Смеркалось не стремительно, но лес погружался в ночь все равно быстро. Тут-там-сям, незаметно, но тени становились гуще, расползаясь просто пятнами сумерек, накрывая собой кустарник, подлесок и землю. Деревья тут пока не казались великанами, но вверх, врезаясь в небо, краснеющее последними блесками заката, уходили почти корабельными мачтами.
– Скоро небо пропадет, если нам повезет. – Чихъ, казалось дремлющий, смотрел перед собой пустым тяжелым взглядом.
– Если повезет?
– Над сердцем Леса всегда тучи. – дед совершенно не язвил, вдруг став совсем другим. – Сердце Леса не видит неба, прячется от него.
– Как такое возможно?
Чихъ зло оскалился:
– Там живет тьма, красавчик. Разбуди меня к Трем сестрам, не позже.
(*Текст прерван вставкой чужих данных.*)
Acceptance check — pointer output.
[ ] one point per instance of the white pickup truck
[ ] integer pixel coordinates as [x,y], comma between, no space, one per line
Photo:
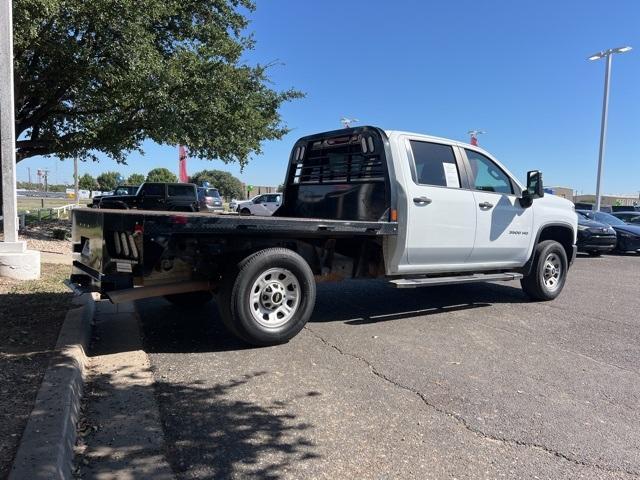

Накрылся своей рваниной и сразу же пропал, почти слившись с кустами. Вот такие дела.
Освальд, пока ничего не понявший, не стал дергать проводника. Пусть спит, одному думается легче. А слух подвести не должен, поможет услышать в засыпающем Квисте опасность, если что. Наверное.
Тьма? Комрад, тогда, вечером, разговорился чуть больше. Они выпили небольшой кувшин местной наливки, полукровка, явно нечасто разговаривающий с кем-то вне своего странно-страшного лесного мира, начал говорить и Освальд его не останавливал. Знание владеет миром, если оно знание. Опыт командира Зеленой заставы сомнению подвергать не получалось.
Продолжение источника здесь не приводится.